Human Experiments (1979), and Hellhole (1985) are two examples of a spate of horror films where prisoners are experimented on by mad scientists.

Werewolf in a Women's Prison (2006) draws from the monster-movie genre.

Caged Heat 3000 (1995) stars Lisa Boyle (a.k.a. Cassandra Leigh) as an inmate on an asteroid prison. Includes futuristic touches such as electric bra torment and cattle prod-like sticks.

Star Slammer, a.k.a. Prison Ship (1986) is one of several low-budget space sagas set in the future.

Chained Heat 3: Hell Mountain (1998) and Chained Rage: Slave to Love (2002) are both set in a barbaric post-nuclear world where slaves are forced to toil in the mines.

Terminal Island (1973) with Phyllis Davis, Tom Selleck, and Marta Kristen and Caged in Paradise (1989) starring Irene Cara are both set on isolated island penal colonies with no prisons or guards. Inmates are simply stranded there and must fend for themselves. The 1985 Japanese film Banished Behind Bars has a similar theme.

Janet Perlman's satirical graphic novel Penguins Behind Bars is a parody of the women in prison genre. It was later adapted by Perlman as an animated short which aired in the U.S. on Cartoon Network.

==Prison film producers==
In recent years, North American Pictures, the Canadian makers of Chained Heat 2 set up a separate production company in the Czech Republic called Bound Heat Films for creating R-rated, erotic WiP, Nazisploitation, and female slavery films. Many of these star Rena Riffel (from Showgirls). Titles include: School of Surrender, Dark Confessions, Stories from Slave Life, No Escape, Caligula's Spawn, Slave Huntress, and Bound Cargo. While not technically considered pornography the nudity in many of the scenes in these films draws on fetishes as a dramatic element.
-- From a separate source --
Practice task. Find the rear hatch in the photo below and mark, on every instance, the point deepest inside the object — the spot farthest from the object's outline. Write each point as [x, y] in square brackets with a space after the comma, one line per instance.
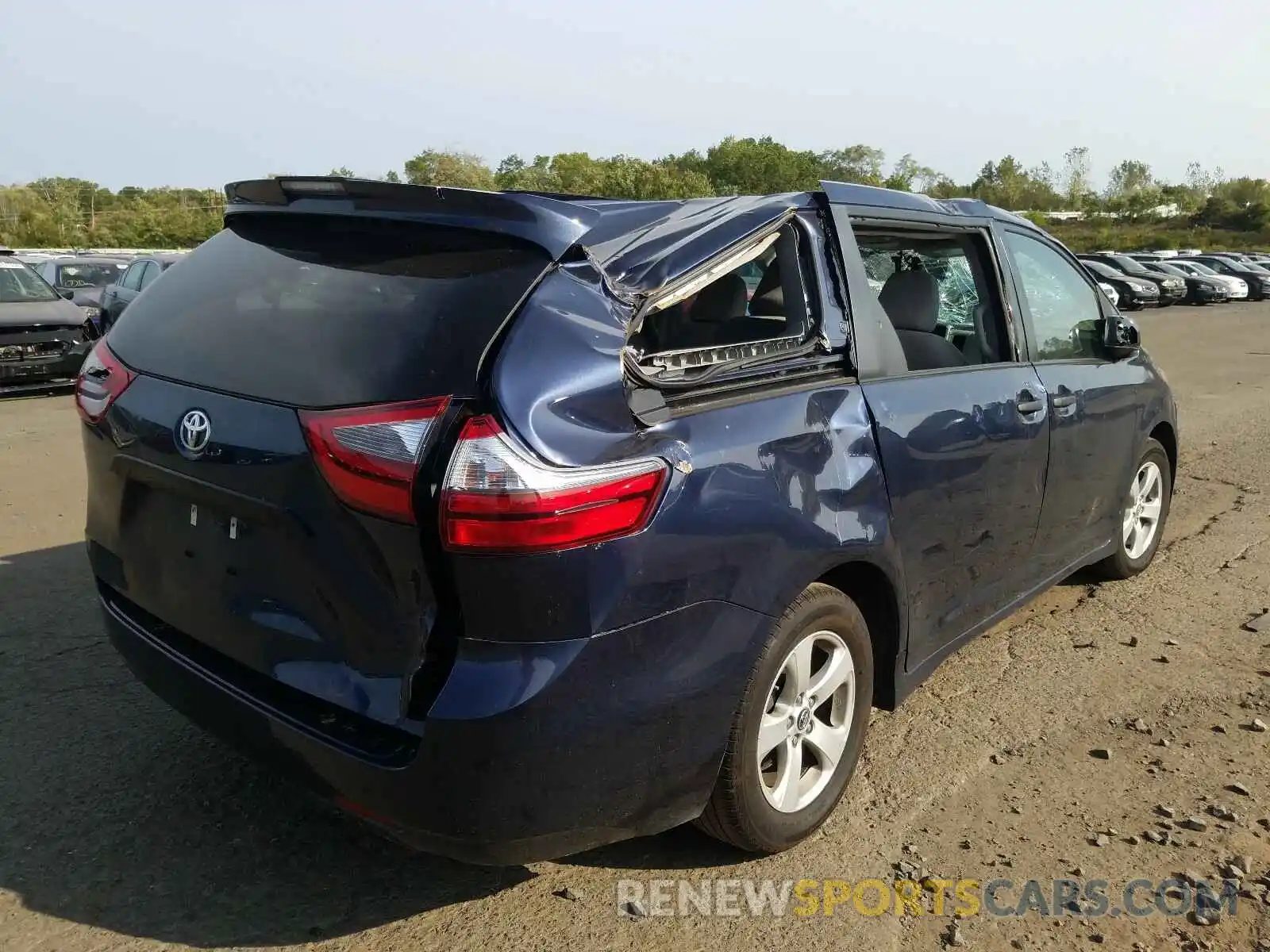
[264, 482]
Bars and Stripes is a video producer that maintains a website entirely devoted to its line of prison-based BDSM fetish films. A stable of recurring "inmates" are listed with mug shots and information. Most of the films are part of a continuing story. Other companies that exclusively produce prison fetish films include Chain Gang Girls, CagedTushy.com, and SpankCamp.com.

Cheryl Dunye is an independent film producer who produced the prison drama Stranger Inside (2001) about a young African American women who purposely misbehaves in juvenile detention to get transferred to the women's prison in an effort to reunite with her imprisoned mother.